Quince minutos, quince angustiosos y a la vez divertidos minutos en la que las gotas penetraron, a cada paso, por entre toda nuestra ropa. Quince largos minutos en los que no pude dejar de mirarla, riéndose, como una niña pequeña que estrena botas katiuskas un día de lluvia, saltando en cada charco, divirtiéndose como si estuviese en un patio de recreo, abrazándome mientras corríamos a una velocidad no muy rápida entre las facultades y los edificios más cercanos.

Y la acompañé hasta su portal. Vivía en uno de esos bloques de edificios que no destacan ente la multitud, esos pisos de ladrillo rojizo, con una terraza con verjas grises. Ese era su pequeño mundo, en el que le tocaba hacer su vida, al menos, durante los cinco días lectivos que tenía cada semana.

Su pelo empapado mojaba, gota a gota, el suelo de aquel portal de baldosas grises. Me fui a despedir, como siempre hacía, pronunciando un tímido adiós y dándome la vuelta, de regreso a mi triste vida porque sin ella no era nada, sin ella era un chico diferente que vivía amargado y al que le agobiaba pensar en un futuro en el que ella no estuviera, aquella chica me convertía cada mañana, en alguien especial, en alguien distinto, en una persona graciosa, amable, simpática, pero tras cada tímido adiós, tras verla girar y contemplar su sonrisa por última vez, volvía a mi vida gris.

Y allí, frente a frente, todavía riéndonos e intentando recuperar un aliento derrochado en aquella alocada carrera, nos miramos a los ojos. Nunca me había fijado en el color tan profundo de sus pupilas, según se mirase tenía los ojos color miel o bien de un tono verdoso, aquella mirada hacía que algo en mi pecho fuera a estallar, aquella mirada que me enamoró me devolvía cada día a mi triste realidad, pero en aquel momento...

Su sonrisa se fue apagando lentamente, yo no sabía que hacer, si despedirme e irme, de nuevo corriendo entre las calles solitarias y encharcadas o quedarme, porque sentía que ella tenía dudas, no hablaba, simplemente, se limitaba a mirarme a los ojos hasta que su sonrisa se transformó en una mueca extraña.

Lentamente, poco a poco, iba sintiendo su respiración más cercana.

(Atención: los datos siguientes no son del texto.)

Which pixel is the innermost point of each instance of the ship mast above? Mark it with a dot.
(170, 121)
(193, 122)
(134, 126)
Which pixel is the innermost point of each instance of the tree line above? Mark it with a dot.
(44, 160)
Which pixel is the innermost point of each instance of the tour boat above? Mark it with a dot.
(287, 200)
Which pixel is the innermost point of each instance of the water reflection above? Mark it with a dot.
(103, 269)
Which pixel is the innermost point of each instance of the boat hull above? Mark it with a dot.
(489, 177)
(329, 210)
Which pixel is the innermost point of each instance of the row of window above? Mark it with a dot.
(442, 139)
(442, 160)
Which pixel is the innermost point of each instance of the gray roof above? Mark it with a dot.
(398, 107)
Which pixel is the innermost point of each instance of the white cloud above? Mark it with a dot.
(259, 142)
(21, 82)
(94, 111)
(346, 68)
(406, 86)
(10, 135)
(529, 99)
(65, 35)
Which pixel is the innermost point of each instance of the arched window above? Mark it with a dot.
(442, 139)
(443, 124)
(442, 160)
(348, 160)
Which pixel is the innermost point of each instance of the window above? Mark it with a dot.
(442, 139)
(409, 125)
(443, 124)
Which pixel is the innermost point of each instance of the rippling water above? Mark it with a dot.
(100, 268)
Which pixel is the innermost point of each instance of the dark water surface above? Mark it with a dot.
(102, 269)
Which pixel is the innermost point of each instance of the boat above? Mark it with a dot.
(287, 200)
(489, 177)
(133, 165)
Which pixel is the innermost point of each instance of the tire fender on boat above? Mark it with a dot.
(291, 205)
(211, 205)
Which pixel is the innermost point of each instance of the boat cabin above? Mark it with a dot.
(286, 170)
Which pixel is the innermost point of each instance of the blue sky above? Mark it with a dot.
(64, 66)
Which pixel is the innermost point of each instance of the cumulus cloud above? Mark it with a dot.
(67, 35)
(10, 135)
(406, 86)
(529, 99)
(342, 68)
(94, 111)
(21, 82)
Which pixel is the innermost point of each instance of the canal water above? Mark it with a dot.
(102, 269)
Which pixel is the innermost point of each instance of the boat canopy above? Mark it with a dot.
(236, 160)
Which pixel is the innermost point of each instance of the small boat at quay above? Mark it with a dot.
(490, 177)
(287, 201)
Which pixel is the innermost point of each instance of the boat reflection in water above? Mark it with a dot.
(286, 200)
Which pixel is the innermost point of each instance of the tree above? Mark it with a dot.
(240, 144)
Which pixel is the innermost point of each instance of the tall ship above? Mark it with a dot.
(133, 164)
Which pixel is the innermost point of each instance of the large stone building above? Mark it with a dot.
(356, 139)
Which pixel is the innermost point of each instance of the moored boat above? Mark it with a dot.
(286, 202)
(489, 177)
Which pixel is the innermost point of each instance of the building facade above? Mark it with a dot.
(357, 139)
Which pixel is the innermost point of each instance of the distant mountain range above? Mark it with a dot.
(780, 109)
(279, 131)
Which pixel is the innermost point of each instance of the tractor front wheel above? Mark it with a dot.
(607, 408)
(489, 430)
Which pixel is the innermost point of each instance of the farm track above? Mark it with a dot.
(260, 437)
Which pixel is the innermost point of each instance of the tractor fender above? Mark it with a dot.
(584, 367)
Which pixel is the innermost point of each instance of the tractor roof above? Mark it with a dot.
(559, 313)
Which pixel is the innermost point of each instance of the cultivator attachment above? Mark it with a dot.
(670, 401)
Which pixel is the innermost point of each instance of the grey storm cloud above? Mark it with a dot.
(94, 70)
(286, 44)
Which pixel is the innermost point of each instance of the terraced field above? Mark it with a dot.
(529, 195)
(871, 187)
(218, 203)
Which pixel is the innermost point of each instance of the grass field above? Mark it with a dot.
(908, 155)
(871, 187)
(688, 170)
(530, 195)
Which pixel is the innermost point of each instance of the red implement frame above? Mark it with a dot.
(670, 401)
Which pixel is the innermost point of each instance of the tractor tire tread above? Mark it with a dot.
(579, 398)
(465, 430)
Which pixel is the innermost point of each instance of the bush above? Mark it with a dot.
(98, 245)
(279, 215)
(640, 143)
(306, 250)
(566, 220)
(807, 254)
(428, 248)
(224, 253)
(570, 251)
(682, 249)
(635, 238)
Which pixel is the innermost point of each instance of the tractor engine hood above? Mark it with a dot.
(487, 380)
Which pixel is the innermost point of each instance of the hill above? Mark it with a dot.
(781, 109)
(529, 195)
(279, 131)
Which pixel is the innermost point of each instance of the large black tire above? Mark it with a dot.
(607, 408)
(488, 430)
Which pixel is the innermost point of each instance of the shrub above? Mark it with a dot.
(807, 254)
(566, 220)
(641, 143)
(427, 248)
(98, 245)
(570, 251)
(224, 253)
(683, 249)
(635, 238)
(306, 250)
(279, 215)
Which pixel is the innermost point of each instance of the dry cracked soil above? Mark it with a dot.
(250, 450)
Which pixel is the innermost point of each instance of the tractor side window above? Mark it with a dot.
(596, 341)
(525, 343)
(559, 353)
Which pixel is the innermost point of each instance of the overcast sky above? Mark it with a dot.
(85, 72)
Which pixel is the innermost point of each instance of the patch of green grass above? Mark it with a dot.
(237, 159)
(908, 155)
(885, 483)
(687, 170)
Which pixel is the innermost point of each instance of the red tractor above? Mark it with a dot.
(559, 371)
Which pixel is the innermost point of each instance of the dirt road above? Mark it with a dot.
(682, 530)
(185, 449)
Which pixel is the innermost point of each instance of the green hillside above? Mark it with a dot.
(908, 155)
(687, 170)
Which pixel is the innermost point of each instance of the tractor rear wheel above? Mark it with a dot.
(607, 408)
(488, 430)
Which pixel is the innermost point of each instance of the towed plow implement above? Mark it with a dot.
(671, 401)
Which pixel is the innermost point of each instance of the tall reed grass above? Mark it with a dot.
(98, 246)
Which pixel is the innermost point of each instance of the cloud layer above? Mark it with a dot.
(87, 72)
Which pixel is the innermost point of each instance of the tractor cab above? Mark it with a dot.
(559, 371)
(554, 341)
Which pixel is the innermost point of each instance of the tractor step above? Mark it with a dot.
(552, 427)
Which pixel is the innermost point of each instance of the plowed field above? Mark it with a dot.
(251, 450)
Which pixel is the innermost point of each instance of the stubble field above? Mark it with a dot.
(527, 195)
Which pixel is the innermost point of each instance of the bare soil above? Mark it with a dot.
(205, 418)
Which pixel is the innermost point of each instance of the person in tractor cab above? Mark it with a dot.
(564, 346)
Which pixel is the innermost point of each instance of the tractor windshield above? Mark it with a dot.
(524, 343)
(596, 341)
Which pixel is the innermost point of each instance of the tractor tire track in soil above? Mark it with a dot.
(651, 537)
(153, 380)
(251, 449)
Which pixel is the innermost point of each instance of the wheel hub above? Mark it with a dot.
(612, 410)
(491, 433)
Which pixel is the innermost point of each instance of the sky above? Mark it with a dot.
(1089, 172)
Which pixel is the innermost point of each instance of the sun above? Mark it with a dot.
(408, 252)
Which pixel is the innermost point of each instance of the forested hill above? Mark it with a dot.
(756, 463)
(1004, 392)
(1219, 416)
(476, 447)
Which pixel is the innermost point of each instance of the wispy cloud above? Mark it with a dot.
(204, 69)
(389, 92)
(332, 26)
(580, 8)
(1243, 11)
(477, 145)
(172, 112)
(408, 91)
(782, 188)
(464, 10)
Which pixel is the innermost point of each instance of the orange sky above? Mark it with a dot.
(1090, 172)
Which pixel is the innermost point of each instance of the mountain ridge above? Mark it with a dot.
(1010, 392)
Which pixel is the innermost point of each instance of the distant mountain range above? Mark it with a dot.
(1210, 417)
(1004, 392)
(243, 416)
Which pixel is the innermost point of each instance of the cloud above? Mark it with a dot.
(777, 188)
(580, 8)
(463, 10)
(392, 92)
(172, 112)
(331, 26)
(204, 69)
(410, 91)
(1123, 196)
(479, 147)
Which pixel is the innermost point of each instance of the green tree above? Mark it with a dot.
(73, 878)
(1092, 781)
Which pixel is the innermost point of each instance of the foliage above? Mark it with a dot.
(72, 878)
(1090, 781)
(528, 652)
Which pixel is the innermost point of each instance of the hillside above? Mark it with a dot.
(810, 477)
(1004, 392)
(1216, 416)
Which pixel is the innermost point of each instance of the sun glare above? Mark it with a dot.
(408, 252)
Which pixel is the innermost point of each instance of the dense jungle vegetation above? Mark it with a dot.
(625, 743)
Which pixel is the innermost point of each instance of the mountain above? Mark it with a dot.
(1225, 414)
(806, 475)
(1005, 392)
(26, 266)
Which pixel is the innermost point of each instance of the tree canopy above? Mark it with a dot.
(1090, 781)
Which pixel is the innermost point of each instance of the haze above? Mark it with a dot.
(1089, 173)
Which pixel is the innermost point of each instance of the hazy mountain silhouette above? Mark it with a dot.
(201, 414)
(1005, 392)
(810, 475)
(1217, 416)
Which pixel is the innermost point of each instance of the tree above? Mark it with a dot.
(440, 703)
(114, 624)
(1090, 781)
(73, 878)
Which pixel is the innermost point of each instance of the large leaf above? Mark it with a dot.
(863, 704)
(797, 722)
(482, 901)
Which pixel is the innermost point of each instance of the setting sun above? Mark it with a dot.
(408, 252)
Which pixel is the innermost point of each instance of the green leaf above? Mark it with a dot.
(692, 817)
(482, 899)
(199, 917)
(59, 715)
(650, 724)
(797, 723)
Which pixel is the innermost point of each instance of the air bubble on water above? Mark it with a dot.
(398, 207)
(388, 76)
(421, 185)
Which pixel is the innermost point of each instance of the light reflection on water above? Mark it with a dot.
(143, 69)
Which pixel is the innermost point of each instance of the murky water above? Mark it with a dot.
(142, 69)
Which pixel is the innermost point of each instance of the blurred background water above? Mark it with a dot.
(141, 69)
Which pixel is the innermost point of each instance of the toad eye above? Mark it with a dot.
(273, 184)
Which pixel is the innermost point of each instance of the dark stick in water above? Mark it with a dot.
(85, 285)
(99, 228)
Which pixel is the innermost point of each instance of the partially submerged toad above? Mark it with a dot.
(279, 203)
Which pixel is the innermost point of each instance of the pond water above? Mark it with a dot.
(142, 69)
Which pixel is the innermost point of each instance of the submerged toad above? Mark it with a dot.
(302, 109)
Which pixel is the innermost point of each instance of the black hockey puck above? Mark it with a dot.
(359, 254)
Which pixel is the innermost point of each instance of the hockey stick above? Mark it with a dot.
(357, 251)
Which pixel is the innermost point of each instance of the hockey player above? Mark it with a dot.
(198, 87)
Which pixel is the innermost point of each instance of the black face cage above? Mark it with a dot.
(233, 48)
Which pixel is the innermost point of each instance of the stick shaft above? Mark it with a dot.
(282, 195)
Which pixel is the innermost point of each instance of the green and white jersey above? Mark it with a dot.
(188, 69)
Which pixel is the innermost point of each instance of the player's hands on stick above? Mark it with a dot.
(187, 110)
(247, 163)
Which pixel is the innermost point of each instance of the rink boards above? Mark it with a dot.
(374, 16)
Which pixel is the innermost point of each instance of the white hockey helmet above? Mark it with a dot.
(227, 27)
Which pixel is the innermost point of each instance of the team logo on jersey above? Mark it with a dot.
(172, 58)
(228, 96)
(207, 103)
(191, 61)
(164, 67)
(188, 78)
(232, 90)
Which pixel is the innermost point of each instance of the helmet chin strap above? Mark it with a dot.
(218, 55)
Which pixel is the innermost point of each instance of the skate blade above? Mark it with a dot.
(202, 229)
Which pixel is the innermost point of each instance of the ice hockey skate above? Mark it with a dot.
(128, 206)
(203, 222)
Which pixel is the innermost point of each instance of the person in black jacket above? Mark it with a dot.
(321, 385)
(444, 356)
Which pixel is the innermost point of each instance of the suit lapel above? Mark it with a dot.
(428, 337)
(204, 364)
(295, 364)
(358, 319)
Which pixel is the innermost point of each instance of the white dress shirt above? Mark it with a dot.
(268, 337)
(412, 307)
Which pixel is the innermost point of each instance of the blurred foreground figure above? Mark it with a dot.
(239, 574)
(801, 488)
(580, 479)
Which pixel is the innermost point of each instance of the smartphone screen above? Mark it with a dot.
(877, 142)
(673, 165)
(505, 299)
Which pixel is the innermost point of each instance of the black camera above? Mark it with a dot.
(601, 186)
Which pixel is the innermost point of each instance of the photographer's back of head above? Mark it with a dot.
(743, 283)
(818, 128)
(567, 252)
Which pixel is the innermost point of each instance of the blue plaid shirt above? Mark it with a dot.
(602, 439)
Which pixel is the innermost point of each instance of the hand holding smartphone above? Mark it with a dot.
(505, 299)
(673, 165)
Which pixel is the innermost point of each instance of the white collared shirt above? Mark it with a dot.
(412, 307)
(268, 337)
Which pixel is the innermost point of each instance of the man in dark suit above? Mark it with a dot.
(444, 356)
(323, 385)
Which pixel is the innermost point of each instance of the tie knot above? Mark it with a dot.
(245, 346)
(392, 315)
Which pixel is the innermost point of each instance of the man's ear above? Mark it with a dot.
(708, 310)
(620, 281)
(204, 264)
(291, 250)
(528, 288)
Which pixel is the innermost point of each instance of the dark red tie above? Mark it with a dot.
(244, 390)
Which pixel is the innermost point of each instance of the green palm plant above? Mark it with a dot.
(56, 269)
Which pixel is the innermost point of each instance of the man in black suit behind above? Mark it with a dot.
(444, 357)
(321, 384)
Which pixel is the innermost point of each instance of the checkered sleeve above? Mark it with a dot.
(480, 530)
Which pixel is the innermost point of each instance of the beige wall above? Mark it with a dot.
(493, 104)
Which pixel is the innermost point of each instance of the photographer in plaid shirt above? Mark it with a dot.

Cogía aire profundamente, tratandome de tranquilizar, algo que fue completamente inútil. Seguíamos sin apartar la vista de los ojos del otro, pero, paso a paso, nos acercábamos a nuestro final. Era preciosa, su pelo mojado centelleaba con la luz azul de tonalidades moradas de la bombilla del portal y sus labios dibujaban la amplia sonrisa de la que me enamoré instantáneamente aquel primer día. Traté de no romper la solemnidad del momento y suavemente y casi sin que lo notara, fui bajando mis manos hasta rodearla por la cintura y ella hizo lo propio, entremezclando sus brazos con los míos, fundiéndonos a fuego lento en aquel mediodía pasado por agua.

Aún me acuerdo del sabor de aquel primer beso, el dulzor de su perfume que, desde entonces me trae tan buenos recuerdos, el toque sutil del amargor de su pintalabios rojo apagado, la suavidad de sus labios, de su piel... Recorrí con mi mano izquierda lentamente su espalda, hasta llegar a su pelo negro azabache y noté como unas juguetonas gotas de agua, que seguían impregnadas entre su cabello, me resbalaban, zigzagueando, por mis dedos...

Aquel día dejé olvidada mi apatía, aquel día me encontré a mi mismo, aquel lluvioso mediodía conseguí, por fin, abandonar el intrincado caos en el que me hallaba sumergido, aquel esperanzador día, huí, para siempre, del cruel laberinto de la amargura.